The experimental drug offers insight into the cellular development of the disease, according to findings from a new UCSF study.
“Although this drug did not produce a cure, it alleviated the symptoms of leukemia as long as the treatment was continued and delayed the development of a more aggressive disease,” said senior author Benjamin Braun, MD, PhD, a pediatric cancer specialist at UCSF Benioff Children’s Hospital in a press release by the University. “Maintaining a clinical remission for as long as we can may help patients who don’t have other options, and perhaps will allow us to approach this disease as a chronic, but manageable, condition.”
The study focused on a type of leukemia called juvenile myelomonocytic leukemia, or JMML. An aggressive blood cancer usually found in very young children under the ago of 5. JMML accounts for 1 to 2 percent of all childhood leukemia cases.
The disease which develops in the bone marrow, leads to an elevated white blood cell count that interferes with bone marrow’s ability to produce healthy red blood cells. The abnormal increase in white blood cells occurs when genetic changes, or mutations, arise in the genes that encode proteins in a cellular signaling network called the Ras pathway. This network, controlled by the Ras protein, is a critical regulator of cell growth and a frequent target of cancerous mutations.

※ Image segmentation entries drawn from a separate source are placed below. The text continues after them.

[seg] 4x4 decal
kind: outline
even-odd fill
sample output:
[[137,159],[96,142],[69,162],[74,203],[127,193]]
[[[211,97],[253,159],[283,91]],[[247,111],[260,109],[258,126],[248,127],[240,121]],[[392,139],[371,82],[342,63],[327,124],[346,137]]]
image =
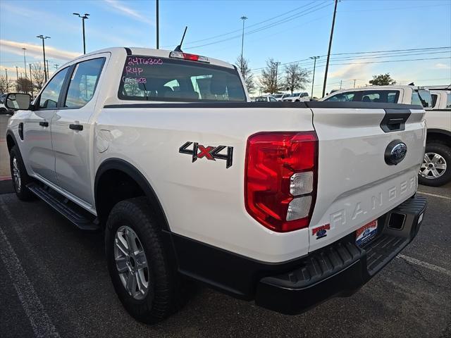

Currently, JMML is curable only through bone marrow transplantation, in which healthy blood stem cells are extracted from a matched donor and intravenously transplanted into the patient. Still, nearly half of patients relapse after undergoing a transplant, and others are not candidates for transplantation because of advanced illness or the lack of a suitable donor, Braun said.
The researchers treated mice genetically engineered to have JMML with a drug that inhibits a signaling protein called MEK. The drug, known as a MEK inhibitor, blocks just one of the many chemical pathways controlled by Ras. Although several pharmaceutical companies already are developing these drugs, this is the first time a MEK inhibitor has been piloted as a treatment for JMML.
Remarkably, within one week of starting treatment, leukemia symptoms in nearly all of the afflicted mice reversed. Specifically, mice that were treated with the MEK inhibitor produced more red blood cells and fewer white blood cells than untreated mice, and the anemia commonly associated with JMML also disappeared.
Additional co-authors include Matthew Gorman, MD, Jennifer Lauchle, MD, Wan Xing Hong, Jon Akutagawa and Kevin Shannon, MD, all with the UCSF Department of Pediatrics.
The research was supported by grants from the National Institutes of Health, the Aplastic Anemia and Myelodysplastic Syndrome Foundation, the MPD Foundation, the V Foundation for Cancer Research, the Ronald McDonald House Charities of Southern California/Couples Against Leukemia, the Jeffrey and Karen Peterson Family Foundation and the Frank A. Campini Foundation.